For in vivo detection and quantitation of myelin contents with PET, it is necessary to develop myelin-imaging ligands with suitable in vitro and in vivo binding properties. We have recently developed a small-molecule probe, termed [11C]BMB, which readily enters the brain and selectively binds to myelin sheaths. PET studies in baboons showed that [11C]BMB can be used as a surrogate marker of myelin sheaths in the white matter. The overall aims of this proposed project are to apply the [11C]BMB-PET technique to the mouse models containing different levels of myelination and conduct serial measurements that would eventually allow us to follow the time courses of myelination longitudinally.
The Specific Aims of the proposed research are:
1. Conduct micro-PET studies in mouse models with various levels of myelination to obtain detailed pharmacokinetic profiles of [11C]BMB in term of the brain entry, retention, and clearance;
2. Conduct histologic studies in the same mice to quantify myelin contents and correlate the extent of myelination with the pharmacokinetic profiles obtained from micro-PET studies;
3. Conduct micro-PET studies (at 2, 4, 6, 8, and 10 days after birth) in postnatal control mice to monitor longitudinally the course of myelination in the brain.
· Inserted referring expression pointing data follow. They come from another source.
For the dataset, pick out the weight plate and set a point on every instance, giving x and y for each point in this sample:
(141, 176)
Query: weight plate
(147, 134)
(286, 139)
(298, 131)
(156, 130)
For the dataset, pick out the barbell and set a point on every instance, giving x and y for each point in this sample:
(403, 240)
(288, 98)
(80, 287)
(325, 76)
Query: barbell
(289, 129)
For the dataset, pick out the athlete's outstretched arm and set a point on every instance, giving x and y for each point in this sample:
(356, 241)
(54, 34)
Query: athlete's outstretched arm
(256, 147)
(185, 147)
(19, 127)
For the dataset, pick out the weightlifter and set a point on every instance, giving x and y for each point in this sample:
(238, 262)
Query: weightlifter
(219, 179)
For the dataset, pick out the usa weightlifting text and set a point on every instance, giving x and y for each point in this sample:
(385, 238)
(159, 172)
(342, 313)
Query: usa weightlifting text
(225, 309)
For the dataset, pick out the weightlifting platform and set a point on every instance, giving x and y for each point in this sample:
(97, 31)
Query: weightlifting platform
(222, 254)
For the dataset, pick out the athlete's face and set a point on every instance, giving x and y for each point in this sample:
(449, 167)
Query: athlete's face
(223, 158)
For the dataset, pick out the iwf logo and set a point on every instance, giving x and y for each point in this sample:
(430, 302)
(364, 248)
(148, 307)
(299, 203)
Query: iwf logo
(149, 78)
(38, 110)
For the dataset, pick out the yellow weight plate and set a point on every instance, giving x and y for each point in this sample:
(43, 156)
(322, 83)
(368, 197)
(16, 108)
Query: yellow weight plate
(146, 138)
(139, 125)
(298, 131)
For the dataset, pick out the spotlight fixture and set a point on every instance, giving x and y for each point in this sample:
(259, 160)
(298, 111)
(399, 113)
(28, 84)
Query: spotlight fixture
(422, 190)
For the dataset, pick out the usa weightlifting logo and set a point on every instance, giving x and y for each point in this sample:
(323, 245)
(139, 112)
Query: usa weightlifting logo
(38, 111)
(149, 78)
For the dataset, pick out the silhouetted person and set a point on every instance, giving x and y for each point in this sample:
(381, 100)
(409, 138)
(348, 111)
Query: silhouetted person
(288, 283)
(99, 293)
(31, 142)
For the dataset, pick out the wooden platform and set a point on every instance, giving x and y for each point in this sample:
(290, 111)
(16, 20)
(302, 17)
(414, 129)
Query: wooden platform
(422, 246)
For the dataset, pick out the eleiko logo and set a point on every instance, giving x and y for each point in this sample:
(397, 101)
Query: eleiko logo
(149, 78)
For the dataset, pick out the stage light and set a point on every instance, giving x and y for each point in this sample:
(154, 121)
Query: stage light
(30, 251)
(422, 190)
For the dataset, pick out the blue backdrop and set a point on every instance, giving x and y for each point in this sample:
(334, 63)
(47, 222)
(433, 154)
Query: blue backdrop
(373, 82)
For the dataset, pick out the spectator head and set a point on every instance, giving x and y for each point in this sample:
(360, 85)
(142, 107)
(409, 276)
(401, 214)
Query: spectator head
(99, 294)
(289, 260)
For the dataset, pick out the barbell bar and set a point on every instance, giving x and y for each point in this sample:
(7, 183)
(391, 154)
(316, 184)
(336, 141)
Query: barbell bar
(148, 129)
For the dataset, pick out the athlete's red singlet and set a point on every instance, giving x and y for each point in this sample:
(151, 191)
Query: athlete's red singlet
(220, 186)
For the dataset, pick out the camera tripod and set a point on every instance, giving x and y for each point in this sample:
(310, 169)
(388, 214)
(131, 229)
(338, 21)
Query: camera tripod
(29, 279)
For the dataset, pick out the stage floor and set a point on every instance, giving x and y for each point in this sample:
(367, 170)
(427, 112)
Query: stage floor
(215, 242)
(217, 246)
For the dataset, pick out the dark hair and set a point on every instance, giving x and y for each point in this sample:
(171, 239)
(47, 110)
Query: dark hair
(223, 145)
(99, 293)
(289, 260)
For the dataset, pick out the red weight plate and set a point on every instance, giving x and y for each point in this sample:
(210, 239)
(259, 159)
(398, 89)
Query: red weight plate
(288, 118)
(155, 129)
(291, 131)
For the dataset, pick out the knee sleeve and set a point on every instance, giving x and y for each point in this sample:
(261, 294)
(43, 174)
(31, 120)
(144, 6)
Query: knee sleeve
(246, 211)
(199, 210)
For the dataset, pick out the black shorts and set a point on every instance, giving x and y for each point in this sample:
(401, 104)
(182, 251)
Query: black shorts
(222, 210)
Completion of this study would lead to having a well-characterized imaging marker that can be used as a powerful tool to directly monitor the time course of myelination in vivo. This would facilitate studies of the myelination process and delineate the cause of volumetric enlargement in autistic brains. Once developed, this imaging marker could also facilitate early diagnosis and efficacy evaluation of clinical interventions.